It was—only his snuff-box. But the Earl's polite and meaning smile filled up the remainder of the sentence.
Sir Ralph Oldtower drew himself up haughtily, and the fire of youth flashed indignantly from his grand old eyes.
"Lord Luxmore seems not to understand the duties and principles of us country gentlemen," he said coldly, and turned away, addressing the general meeting. "Gentlemen, the poll will be held this afternoon, according to the suggestion of my neighbour here."
"Sir Ralph Oldtower has convenient neighbours," remarked Lord Luxmore.
"Of my neighbour, Mr Halifax," repeated the old baronet, louder, and more emphatically. "A gentleman,"—he paused, as if doubtful whether in that title he were awarding a right or bestowing a courtesy, looked at John, and decided—"a gentleman for whom, ever since I have known him, I have entertained the highest respect."
It was the first public recognition of the position which for some time had been tacitly given to John Halifax in his own neighbourhood. Coming thus, from this upright and honourable old man, whose least merit it was to hold, and worthily, a baronetage centuries old, it made John's cheek glow with an honest gratification and a pardonable pride.
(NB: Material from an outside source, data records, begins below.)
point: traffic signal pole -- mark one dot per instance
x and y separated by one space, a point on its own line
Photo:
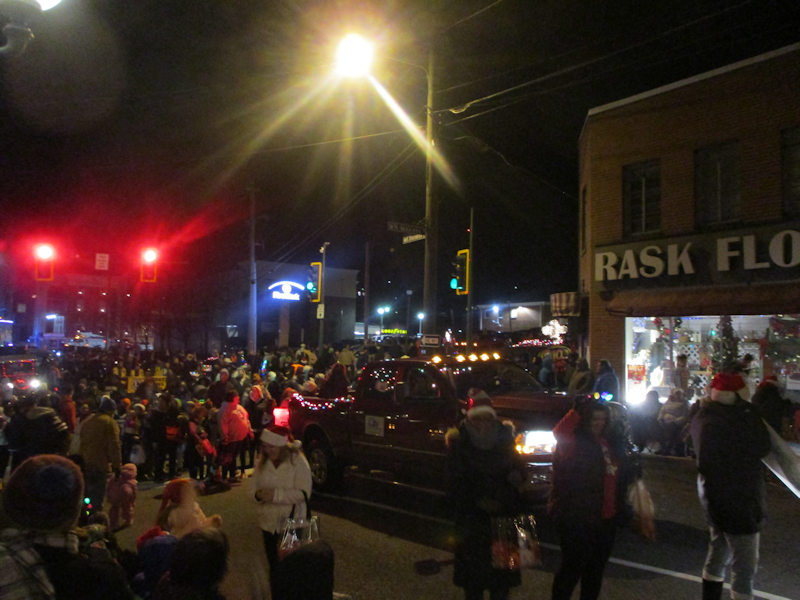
469 274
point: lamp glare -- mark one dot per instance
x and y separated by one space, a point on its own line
354 56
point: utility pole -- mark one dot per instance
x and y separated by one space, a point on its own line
366 292
469 274
321 305
431 217
252 321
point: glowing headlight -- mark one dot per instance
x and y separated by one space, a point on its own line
536 442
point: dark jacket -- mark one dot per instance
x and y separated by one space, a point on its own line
39 431
579 470
482 483
729 441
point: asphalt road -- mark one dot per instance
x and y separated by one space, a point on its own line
392 543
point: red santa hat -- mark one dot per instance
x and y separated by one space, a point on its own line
728 387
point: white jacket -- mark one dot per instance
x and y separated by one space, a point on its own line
289 480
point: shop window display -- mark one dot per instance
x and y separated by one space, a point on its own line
654 343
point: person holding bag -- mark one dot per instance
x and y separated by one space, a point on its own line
591 475
281 484
484 474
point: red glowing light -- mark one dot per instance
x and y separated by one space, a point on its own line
44 251
149 255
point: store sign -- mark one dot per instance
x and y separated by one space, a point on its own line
286 290
759 254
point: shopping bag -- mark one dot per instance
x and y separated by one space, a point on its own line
644 512
515 544
783 461
298 533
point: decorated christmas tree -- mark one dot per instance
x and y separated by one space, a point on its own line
726 344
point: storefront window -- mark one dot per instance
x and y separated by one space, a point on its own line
655 343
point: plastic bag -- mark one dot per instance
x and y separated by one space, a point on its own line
297 533
783 461
515 544
644 512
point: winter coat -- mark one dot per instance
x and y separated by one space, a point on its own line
39 431
234 423
482 483
121 495
674 412
579 469
729 441
607 381
289 479
101 447
580 382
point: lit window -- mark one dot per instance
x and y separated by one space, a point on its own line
716 183
641 195
790 159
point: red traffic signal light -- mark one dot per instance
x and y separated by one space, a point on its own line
148 267
44 255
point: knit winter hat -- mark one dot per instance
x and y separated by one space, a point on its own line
129 470
107 405
44 493
276 435
480 404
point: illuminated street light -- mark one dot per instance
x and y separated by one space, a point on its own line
44 255
354 56
148 267
19 14
432 160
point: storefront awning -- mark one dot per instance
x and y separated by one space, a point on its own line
565 304
739 300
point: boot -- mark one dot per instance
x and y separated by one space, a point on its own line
712 590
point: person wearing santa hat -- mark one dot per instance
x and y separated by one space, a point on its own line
484 474
730 439
281 485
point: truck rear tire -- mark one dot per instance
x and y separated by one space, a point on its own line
325 473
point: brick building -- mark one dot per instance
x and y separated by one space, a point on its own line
690 210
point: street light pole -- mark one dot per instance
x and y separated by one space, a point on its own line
252 320
431 213
321 305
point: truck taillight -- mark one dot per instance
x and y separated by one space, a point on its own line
280 416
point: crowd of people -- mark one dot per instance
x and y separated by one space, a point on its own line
78 450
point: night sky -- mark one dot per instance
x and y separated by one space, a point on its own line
130 122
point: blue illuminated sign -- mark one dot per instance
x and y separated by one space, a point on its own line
286 290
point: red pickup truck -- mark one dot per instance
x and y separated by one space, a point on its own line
398 412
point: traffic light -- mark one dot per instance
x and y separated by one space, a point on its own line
459 280
44 255
314 283
148 267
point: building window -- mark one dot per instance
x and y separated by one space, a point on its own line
790 159
716 183
583 220
641 194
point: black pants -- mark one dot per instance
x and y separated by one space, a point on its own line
271 542
585 550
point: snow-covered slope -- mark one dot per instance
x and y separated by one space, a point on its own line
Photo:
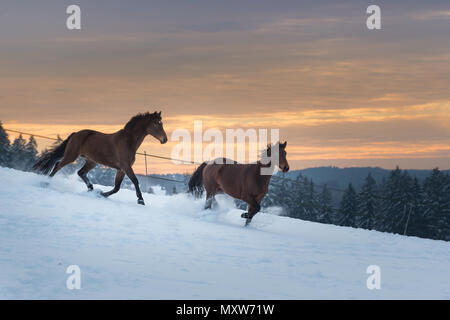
172 248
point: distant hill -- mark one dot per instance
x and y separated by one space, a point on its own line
341 177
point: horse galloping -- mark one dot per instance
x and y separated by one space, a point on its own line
116 150
241 181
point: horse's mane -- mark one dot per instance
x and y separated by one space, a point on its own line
140 116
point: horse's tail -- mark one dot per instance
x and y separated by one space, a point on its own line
48 158
196 181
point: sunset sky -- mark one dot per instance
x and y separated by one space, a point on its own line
340 94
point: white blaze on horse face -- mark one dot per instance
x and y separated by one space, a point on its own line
183 149
240 136
274 158
214 150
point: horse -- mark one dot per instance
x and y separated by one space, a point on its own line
116 150
241 181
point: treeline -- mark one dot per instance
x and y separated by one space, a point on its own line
399 204
21 154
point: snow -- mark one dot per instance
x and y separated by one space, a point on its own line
173 249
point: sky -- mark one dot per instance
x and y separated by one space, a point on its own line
340 94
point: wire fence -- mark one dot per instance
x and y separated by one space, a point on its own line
145 154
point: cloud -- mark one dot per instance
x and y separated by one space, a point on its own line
431 15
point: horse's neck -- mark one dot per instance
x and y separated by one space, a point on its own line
137 136
266 177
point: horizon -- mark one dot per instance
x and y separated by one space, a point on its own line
340 94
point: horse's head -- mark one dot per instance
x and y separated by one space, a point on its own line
282 161
155 127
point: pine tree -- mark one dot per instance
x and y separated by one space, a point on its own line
30 153
5 153
436 202
18 153
397 202
367 204
348 208
325 212
416 224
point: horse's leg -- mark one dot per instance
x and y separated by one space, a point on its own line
130 173
253 208
69 157
209 200
88 165
119 178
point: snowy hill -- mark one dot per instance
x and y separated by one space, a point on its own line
172 248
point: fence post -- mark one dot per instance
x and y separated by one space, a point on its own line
145 156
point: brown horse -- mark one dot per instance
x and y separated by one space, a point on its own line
241 181
116 150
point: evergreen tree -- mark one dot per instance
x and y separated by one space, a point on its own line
436 203
367 204
397 202
30 154
18 153
325 213
348 208
416 223
5 155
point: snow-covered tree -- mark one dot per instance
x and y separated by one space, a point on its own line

"Tell her," he said to me, when, the meeting having dispersed, he asked me to ride home and explain the reason of his detention at Kingswell—"Tell my wife all. She will be pleased, you know."
Ay, she was. Her face glowed and brightened as only a wife's can—a wife whose dearest pride is in her husband's honour.
Nevertheless, she hurried me back again as quickly as I came.
As I once more rode up Kingswell Hill, it seemed as if the whole parish were agog to see the novel sight. A contested election! truly, such a thing had not been known within the memory of the oldest inhabitant. The fifteen voters—I believe that was the number—were altogether bewildered by a sense of their own importance. Also, by a new and startling fact—which I found Mr. Halifax trying to impress upon a few of them, gathered under the great yew-tree in the churchyard—that a man's vote ought to be the expression of his own conscientious opinion; and that for him to sell it was scarcely less vile than to traffic in the liberty of his son or the honour of his daughter. Among those who listened most earnestly, was a man whom I had seen before to-day—Jacob Baines, once the ringleader of the bread-riots, who had long worked steadily in the tan-yard, and then at the flour-mill. He was the honestest and faithfulest of all John's people—illustrating unconsciously that Divine doctrine, that often they love most to whom most has been forgiven.